A week ago, a friend of mine and I were hiking through a Belgium National Park. We walked through a path having a forest on the left and a bush-covered slope running gently into a reservoir some hundred meters away on the right. We heard some horse neighing coming from into the forest from time to time, and eventually a stallion came out of the forest short of 100 m behind us. It looked like a Polish Konik or some similar looking old horse breed. It is more and more usual that nature reserves in Europe maintain free-roaming horse or cattle herds in order to naturally control vegetation growth, so at first we didn’t pay attention to the horse. But, once out of the forest and on the path, the stallion resumed neighing “furiously” and we curiously looked at it. Then it turned the head towards us and, when it saw us, and without any interaction with it on our behalf, it charged running toward us, head low, whinnying loudly and showing the teeth…

Horse attacks are relatively uncommon. Unless you encounter that horse again in the same Park, you are unlikely to have it happen again. If you are a horse person and you deal with a lot of different horses you may find yourself in that situation more than once but on a percentage basis, horse attacks are quite uncommon even though they do occur. When a horse attack happens to you it is not something you easily forget.

First question: why? I guess it’s an impossible one to answer…

Could be any number of reasons; territorial, self defense, harassment by humans or other horses, rabies, just feeling full of himself.

Second question: what would you had suggested us to do?

I tell you what I did: I lost my nerves, turned back and started running through the bushes towards the water. In my mind was the idea that, should the horse keep behind us, it would eventually stop if we jumped into the water. A stupid idea, might be… as you may realize I’m not the bravest person alive, either. My friend came running close behind me, but he was wise enough as to keep looking over his shoulder to check what the horse was doing: it seems that it reached the place where we left the path and run a little bit through the bushes behind us, but quickly stopping.

Apparently, since you came away unscathed, what you did worked.

My friend suggests that we should have run towards the forest, stating that the horse would have run slower among the trees, and that eventually we might have been able of climbing to one, but in my mind, since the horse came out of the forest, it made more sense to go otherwise…

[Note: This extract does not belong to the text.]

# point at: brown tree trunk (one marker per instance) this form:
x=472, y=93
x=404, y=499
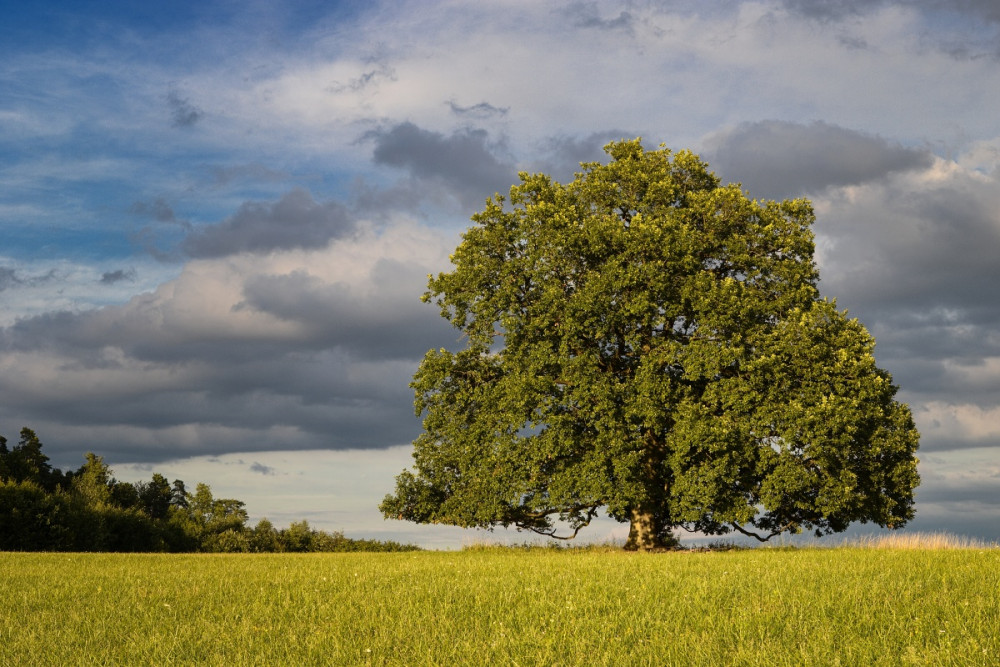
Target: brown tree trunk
x=644, y=532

*I* personally would have run right at him screaming and hollering, "I'LL KILL YOU, YOU MESS WITH ME!!! What you did was right under your circumstances. I have enough horse experience to know that I don't want my back turned to him because that may encourage him and I can't outrun him anyway. If he wants me, he's got me and I want to be facing him when we close, if we do. I'm going to be trying everything I can to make him think I'm badder than he is. If the opportunity presents itself to put a tree or other barricade between you and it, and being able to keep it between you and it, that's usually helpful.

Do you think that the attack was only a bluff, and that the horse would never have come close to us, should we had stood up? It was a pretty convincing bluff, though. I imagine, whatever its final motivations, that the horse didn’t really intend to get us, because it would easily have outrun us should it be its wish; and that it was just pissed off for whatever reason and wanted to make us flee from there. I’m just worried in case there had been with us somebody who couldn’t run: a child, an elder or whoever. I guess in that case the answer would be to try to kick and scare it in every possible way, although there were no sticks or stones on sight that I recall…

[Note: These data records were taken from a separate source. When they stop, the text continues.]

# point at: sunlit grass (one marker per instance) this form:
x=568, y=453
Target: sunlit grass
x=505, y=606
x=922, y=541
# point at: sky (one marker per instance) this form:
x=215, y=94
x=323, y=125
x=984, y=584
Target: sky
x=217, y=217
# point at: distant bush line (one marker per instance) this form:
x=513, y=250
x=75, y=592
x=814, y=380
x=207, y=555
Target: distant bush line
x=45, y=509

The attack, and it was an initiated attack if not a completed one, should be reported. If I lived in Belguim **AND** I had the authority he'd be on a dinner table. You do not want to be anywhere near an attacking horse, it can really mess up your life. While it is very often possible to fix the behavior it wouldn't be easy roaming in a public park.

Well, that’s it. I hope you have enjoyed the story, if nothing else. I’d gladly read any comments on the subject you might have.

Yours sincerely,

Glad you are well, thanks for writing.